After the Burning

The forest burned down since last I went. England has faced a series of brutal heatwaves this summer along with much of the rest of Europe. Wildfires are uncommon here, but in the hottest heatwave the Lickey Hills above Birmingham sparked into blaze. Acres of woodland at the edge of the city were gone across a day.

It wasn’t a particularly large fire when compared to the wildfires in Australia or the Western United States that make the news in the UK, but it was shocking in a country that doesn’t know them. It’s cold here and we have a plethora of words for rain because we know the varieties of precipitation well.

I walk in the hills every month or so to reflect and to pray. The fire wasn’t on the hill I usually walk with Jesus, but I was curious enough to go looking for it, slightly dreading what I might find.

I went down to the forest to look for the ruins of the wood. Life’s been difficult these last few months, and I thought the ash might suit my mood. I tend to the melancholy at the best of times. It seemed an appropriate place to stand and speak with the God who is a consuming fire. I can be a little dramatic at times too.

On the drive there I had half a mind to write a piece exploring the ash heaps of our lives, our struggles and sufferings, and what it looks like to sit in the ash heap like Job and his friends.

I thought that perhaps I would tell you that there is holy life in the ash. Hope in the dust. When much is lost it is just that we weep the bold tears of the grieving; and new life is springing forth.

It’s tempting to write ‘but’ new life is springing forth. I did, in fact, then deleted it. We’re trained to respond like that to tragedy, to find the silver lining and lift it up as high as we can to hide the storm cloud. As though the life after death makes the death a footnote.

It would be wrong to strike the clause altogether, an overreaction which leaves us with burned trees, cold graves, and a dead Christ. Even so, it’s not Christ died, but he rose; it’s Christ died, and he rose. Death is dead, Christ has conquered, and the grief of a thousand petty deaths lingers like sin’s great halitosis.

I thought that I would tell you that the trees are burned, the forest made a tomb of sorts, though bounded by sky and a car park rather than walls of carved stone. Yet like the greatest of tombs, it was also a temple.

There are these theatres within the wood, where the space between the trees opens out but the canopy remains enough that it feels false to call them clearings.
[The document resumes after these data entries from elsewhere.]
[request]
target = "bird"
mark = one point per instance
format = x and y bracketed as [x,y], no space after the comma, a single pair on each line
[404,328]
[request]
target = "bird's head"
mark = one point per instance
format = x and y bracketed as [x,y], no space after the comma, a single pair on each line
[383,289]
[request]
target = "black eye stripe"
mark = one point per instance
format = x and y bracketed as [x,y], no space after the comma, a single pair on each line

Something about them always catches my breath. As I walk the hills to speak with God, entering one feels like stumbling into a temple devoted to the one to whom I was just speaking.

I thought the temples would be burned away but that perhaps the tomb of those tall pines and wide beeches would have become, mysteriously, a temple for the praise of God the resurrected, he who brings new life from sin’s wildfire.
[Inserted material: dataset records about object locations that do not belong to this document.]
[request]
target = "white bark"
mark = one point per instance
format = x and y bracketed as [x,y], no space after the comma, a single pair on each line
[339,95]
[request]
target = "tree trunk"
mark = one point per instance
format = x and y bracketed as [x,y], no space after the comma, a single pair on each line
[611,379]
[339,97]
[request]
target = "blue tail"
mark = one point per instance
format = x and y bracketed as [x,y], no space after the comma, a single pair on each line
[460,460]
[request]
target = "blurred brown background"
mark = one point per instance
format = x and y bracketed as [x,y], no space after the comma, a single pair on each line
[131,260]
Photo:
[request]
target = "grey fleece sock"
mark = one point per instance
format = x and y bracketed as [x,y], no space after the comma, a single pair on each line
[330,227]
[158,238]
In that place I hoped I might see again the wreckage of my sin, the desolation of the sins of others, and—if I caught the light just right—the hope of the resurrection hard-coded into nature’s rhythms.

I can’t write that piece though. Not because it would be wrong to do so but because I didn’t find it. I didn’t find the ash heap. I didn’t find the Temple, or the Tomb. I wasn’t expecting to find a newly made desert still smoking from the fire, but I thought there would be evidence of the death of so many ancient trees. Instead, I found a wood burgeoning with life.

Before we get too carried away with the metaphor, in my case this was not because the forest has bounded back from conflagration, but simply because I didn’t walk in the right direction. I figured out later once I’d got home and had chance to check where the fire was that I’d climbed the wrong hill. I was very close to the devastation I was expecting to find, but I never saw it.

My meanderings up the hill in search of a scarred hillside scoured by the brutal hand of nature’s fickle whim got me thinking anyway. I stood among the stately pines in the valley below the burning I did not find and pondered. Perhaps it is the same in the mind of God. Perhaps if I went looking for the scars that circumstance has wrought on my heart in his mind, I would not find them in my wandering.

Which might be a frightening thought. I do not want my misadventures forgotten by the only one who truly understands them from my perspective. I don’t believe that he forgets the dust of our lives, or that we are dust, or what we have endured. If we toured his mind though we would not find the ash heap that I remember. I would not find destruction and scars or the paste around my feet where my tears have mingled with the dust. I would not find temples among the trees with my sorrows framed like mawkish memorabilia. The suggestion, once explored, seems macabre.

If I went looking for all I had lost in the hills of God’s mind, I would not find it because it has already burst forth into a forest breathing with new life. The Lord, who is beyond time, sees the end from the beginning. My deserts have bloomed.

So, I stood among the brackish trees burned brown by the fierceness of the sun, autumn hanging in the August air, and breathed in relief. I stood and looked at the majestic views across my city from the Lickeys, and saw beyond circumstance to the heart of God. Everything was the green of eternal spring.